9. Navigation and Ancillary Information Facility NIF Creating a Type 3 C-kernel The following code fragment illustrates the creation of a type 3 C-kernel with a single segment. ckopn_c ( filename, “my-ckernel”, 0, &handle ); /* Insert code that properly constructs the sclkdp, quats, avvs, and starts arrays. */ ckw03_c ( handle, begtim, endtim, inst, “reference_frame”, avflag, “segment_id”, nrec, sclkdp, quats, avvs, nints, starts ); ckcls_c ( handle );

10. Navigation and Ancillary Information Facility NIF Anatomy of the ckw03_c Call (1) handle - file handle for the newly created C- kernel. begtim, endtim - start and stop time in SCLK ticks for the segment. inst - instrument ID code for the C-kernel. This can be obtained using: –namfrm_c ( “CASSINI_CDA”, &inst ); ref - name of the reference or base frame as known to SPICE. In the case of articulating instruments on Cassini: “CASSINI_ _BASE”. avflag - a SpiceBoolean indicating whether to include angular velocity in the segment. segid - a string identifying the segment. It should be less than 40 characters in length.

11. Navigation and Ancillary Information Facility NIF Anatomy of the ckw03_c Call (2) nrec - number of records in sclkdp, quats, and avvs sclkdp - monotonically increasing list of times in SCLK ticks that identify when quats and avvs were sampled. quats - a list of SPICE quaternions that rotate vectors from the ref to inst frames. –m2q_c ( C_matrix, quaterion ); avvs - angular rate vectors expanded in the ref frame. starts - a list of SCLK ticks indicating the start of interpolation intervals.

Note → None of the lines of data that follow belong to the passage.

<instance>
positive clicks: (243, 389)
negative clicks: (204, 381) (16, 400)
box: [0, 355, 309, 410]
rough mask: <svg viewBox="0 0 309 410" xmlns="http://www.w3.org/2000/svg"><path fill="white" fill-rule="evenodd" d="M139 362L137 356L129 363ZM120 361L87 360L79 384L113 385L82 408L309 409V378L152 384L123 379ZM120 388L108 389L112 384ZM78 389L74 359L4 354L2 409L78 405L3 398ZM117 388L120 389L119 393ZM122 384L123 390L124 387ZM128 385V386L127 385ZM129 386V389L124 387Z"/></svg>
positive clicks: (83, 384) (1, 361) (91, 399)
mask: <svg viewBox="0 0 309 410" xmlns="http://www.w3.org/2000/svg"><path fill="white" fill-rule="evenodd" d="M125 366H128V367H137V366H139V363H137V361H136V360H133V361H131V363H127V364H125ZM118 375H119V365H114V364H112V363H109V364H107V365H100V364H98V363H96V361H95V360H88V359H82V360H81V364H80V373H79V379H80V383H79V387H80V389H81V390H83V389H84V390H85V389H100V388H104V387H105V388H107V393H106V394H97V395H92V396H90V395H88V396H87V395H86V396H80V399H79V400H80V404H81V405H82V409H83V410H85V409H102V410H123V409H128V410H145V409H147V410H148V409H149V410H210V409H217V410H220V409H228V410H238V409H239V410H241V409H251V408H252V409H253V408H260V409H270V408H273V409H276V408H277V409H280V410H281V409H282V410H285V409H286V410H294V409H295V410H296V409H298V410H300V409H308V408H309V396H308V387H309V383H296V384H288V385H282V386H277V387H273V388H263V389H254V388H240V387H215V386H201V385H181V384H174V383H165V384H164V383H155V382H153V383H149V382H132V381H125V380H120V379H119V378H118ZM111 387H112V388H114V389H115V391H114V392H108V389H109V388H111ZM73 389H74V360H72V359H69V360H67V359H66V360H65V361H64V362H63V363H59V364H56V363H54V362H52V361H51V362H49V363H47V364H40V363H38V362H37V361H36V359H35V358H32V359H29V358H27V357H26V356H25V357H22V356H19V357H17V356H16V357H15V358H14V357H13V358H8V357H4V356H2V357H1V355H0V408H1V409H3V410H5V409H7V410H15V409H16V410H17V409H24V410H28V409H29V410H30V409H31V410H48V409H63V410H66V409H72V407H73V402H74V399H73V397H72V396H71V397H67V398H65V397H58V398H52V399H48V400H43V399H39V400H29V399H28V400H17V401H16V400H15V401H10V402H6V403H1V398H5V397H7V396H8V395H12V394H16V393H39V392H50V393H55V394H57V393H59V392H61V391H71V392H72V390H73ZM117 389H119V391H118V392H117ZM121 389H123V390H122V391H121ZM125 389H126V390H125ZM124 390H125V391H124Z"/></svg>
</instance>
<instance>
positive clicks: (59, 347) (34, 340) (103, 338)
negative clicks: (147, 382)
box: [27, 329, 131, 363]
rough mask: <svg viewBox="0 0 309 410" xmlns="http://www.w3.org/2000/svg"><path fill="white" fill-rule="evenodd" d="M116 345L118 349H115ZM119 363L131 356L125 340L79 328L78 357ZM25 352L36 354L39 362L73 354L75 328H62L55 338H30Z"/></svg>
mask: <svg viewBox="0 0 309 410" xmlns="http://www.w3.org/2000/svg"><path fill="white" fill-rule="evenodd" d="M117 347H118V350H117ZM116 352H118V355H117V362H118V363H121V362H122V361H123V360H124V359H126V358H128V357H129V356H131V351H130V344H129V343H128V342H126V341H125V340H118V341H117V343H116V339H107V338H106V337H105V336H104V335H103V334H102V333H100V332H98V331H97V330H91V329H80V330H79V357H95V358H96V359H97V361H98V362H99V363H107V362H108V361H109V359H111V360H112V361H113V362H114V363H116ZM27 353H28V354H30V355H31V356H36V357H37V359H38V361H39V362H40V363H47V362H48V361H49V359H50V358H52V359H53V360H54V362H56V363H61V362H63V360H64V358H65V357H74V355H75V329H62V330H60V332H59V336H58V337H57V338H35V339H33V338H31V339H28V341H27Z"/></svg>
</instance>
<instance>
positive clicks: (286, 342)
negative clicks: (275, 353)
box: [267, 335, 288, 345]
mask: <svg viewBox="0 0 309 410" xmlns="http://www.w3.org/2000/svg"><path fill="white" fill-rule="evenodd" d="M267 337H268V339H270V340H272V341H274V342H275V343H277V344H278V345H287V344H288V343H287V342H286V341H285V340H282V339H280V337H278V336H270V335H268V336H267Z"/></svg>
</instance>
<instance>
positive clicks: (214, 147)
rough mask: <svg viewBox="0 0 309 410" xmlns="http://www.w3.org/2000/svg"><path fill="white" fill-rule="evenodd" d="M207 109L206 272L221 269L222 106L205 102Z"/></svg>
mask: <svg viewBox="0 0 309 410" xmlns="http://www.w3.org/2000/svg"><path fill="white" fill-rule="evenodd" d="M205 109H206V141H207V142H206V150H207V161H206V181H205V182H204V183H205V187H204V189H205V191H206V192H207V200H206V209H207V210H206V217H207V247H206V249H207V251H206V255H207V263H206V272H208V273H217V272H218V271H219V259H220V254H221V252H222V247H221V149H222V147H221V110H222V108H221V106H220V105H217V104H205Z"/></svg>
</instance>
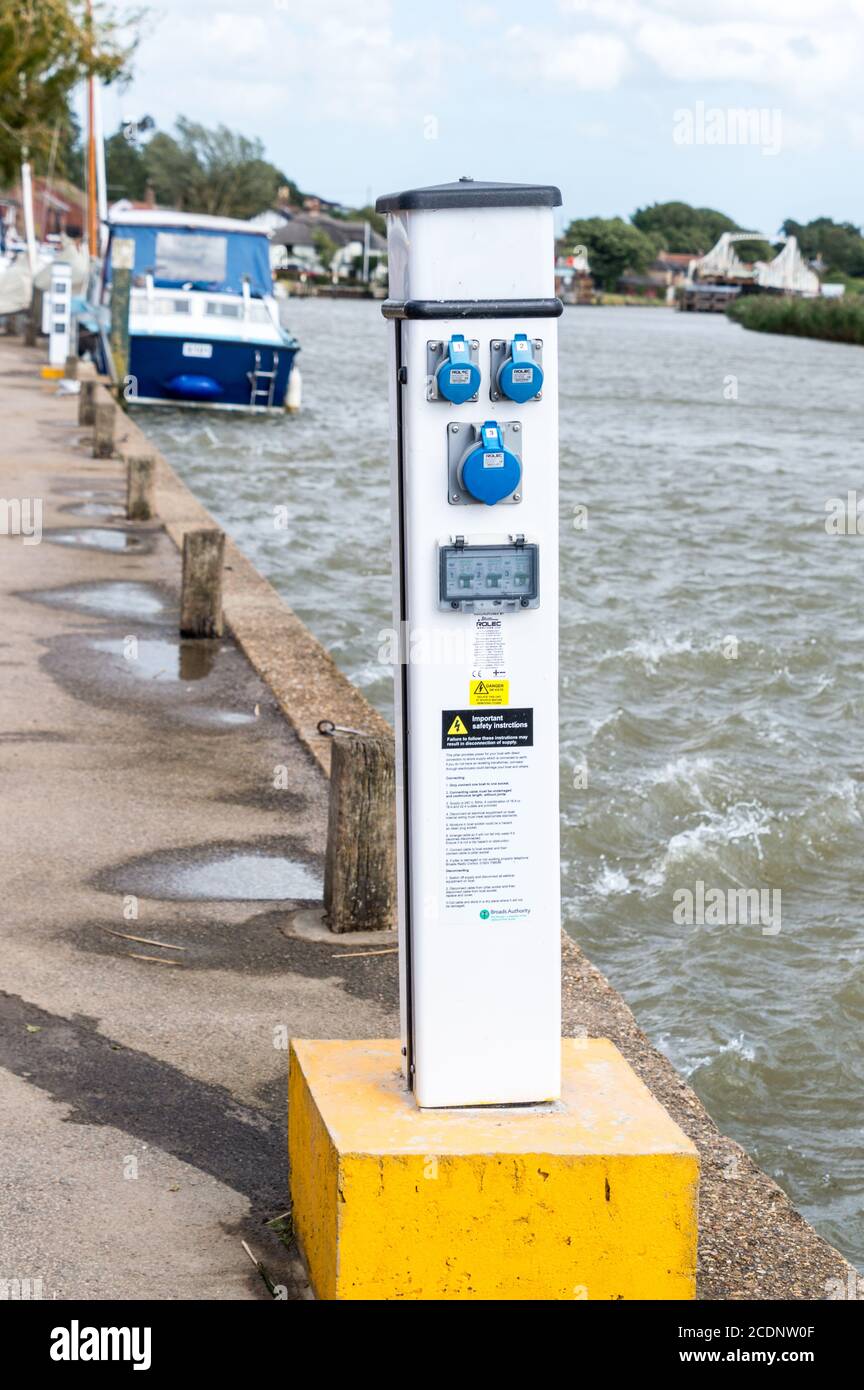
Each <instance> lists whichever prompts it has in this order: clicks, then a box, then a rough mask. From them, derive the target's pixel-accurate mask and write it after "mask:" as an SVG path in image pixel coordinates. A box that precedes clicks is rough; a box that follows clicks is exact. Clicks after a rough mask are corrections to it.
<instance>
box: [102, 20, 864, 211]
mask: <svg viewBox="0 0 864 1390" xmlns="http://www.w3.org/2000/svg"><path fill="white" fill-rule="evenodd" d="M863 72H864V0H497V3H496V4H483V3H472V0H438V3H435V4H419V3H417V0H307V3H300V0H246V3H239V0H233V3H232V0H225V3H219V0H161V3H160V0H154V3H153V4H150V6H149V7H147V17H146V19H144V36H143V42H142V43H140V47H139V51H138V54H136V57H135V75H133V81H132V83H131V86H128V88H126V89H125V90H122V92H119V90H114V89H108V90H107V92H106V96H104V122H106V131H107V132H111V131H113V129H115V128H117V125H118V122H119V120H121V118H122V117H133V118H140V117H142V115H144V114H149V115H151V117H153V118H154V120H156V122H157V126H158V128H160V129H171V126H172V124H174V120H175V118H176V117H178V115H181V114H182V115H186V117H189V118H190V120H194V121H199V122H201V124H204V125H217V124H224V125H228V126H229V128H232V129H236V131H240V132H243V133H244V135H249V136H258V138H260V139H263V140H264V145H265V147H267V156H268V158H271V160H272V161H274V163H275V164H276V165H279V168H282V170H283V171H285V174H286V175H288V177H289V178H292V179H294V182H296V183H299V185H300V188H301V189H304V190H306V192H314V193H319V195H321V196H324V197H328V199H333V200H336V202H343V203H347V204H350V206H361V204H364V203H367V202H368V200H369V199H374V197H376V196H378V195H381V193H389V192H394V190H397V189H403V188H414V186H421V185H425V183H438V182H449V181H450V179H454V178H458V177H460V175H465V174H467V175H471V177H472V178H478V179H507V181H514V182H542V183H557V185H558V186H560V189H561V193H563V199H564V207H563V211H561V214H560V225H565V224H567V221H570V218H574V217H589V215H600V217H613V215H617V214H618V215H622V217H628V215H629V214H631V213H632V211H633V210H635V208H636V207H642V206H645V204H647V203H653V202H668V200H671V199H681V200H683V202H688V203H693V204H696V206H707V207H717V208H720V210H721V211H724V213H726V214H728V215H731V217H733V218H735V220H736V222H738V224H739V225H743V227H747V228H753V229H760V231H765V232H772V231H776V229H778V228H779V225H781V222H782V221H783V218H786V217H795V218H796V220H799V221H808V220H810V218H813V217H818V215H828V217H833V218H835V220H838V221H851V222H854V224H856V225H861V222H864V179H863V177H861V174H863V165H864V83H863V82H861V74H863ZM742 113H750V115H747V117H746V118H745V117H743V115H742Z"/></svg>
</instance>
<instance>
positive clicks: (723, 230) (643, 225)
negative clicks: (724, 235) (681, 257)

They must correspond to entries in sclkdp. nints - number of entries in starts.

12. Navigation and Ancillary Information Facility NIF Converting an Angle Time-Series Suppose you have a time series of angles ( angles ) for a Cassini articulating instrument and with epochs ( epochs) in ephemeris time. Converting them to quaternions and ticks is as easy as: for(k=0; k<nrec; k++) { sce2c_c( scid, epochs[k], &sclkdp[k]); axisar_c( zaxis, -rpd_c()*angles[k], rotmat ); m2q_c ( rotmat, &quats[k][0] ); } where zaxis is ( 0, 0, 1 ) and scid is -82 for Cassini.

13. Navigation and Ancillary Information Facility NIF Approximating Angular Rates One of the easiest ways to accomplish this is to assume a constant rotation rate between subsequent quaternions: for(k=0; k<(nrec-1); k++ ) { q2m_c ( quats[k][0], init_rot ); q2m_c ( quats[k+1][0], final_rot ); mtxm_c ( final_rot, init_rot, rotmat ); raxisa_c ( rotmat, axis, &angle ); sct2e_c ( scid, sclkdp[k], &init_et ); sct2e_c ( scid, sclkdp[k+1], &final_et ); vscl_c ( angle/(final_et-init_et), axis, &avvs[k][0] ); } Lastly, simply copy the ( nrec-1 ) value of avvs into the last element of avvs.

14. Navigation and Ancillary Information Facility NIF A Few Words of Caution Constructing angular rates in this fashion assumes that between subsequent quaternions no more than a 180-degree rotation has occurred. In short raxisa_c chooses the smallest angle that performs the rotation encapsulated in the input matrix. Other techniques exist, including differentiating quaternions. Care must be exercised when taking that particular approach however. NAIF has a tool, msopck, that creates C-kernels from text input files listing quaternions, Euler angles, or rotation matrices tagged by UTC or SCLK times. It can be useful for validating C- kernel production code.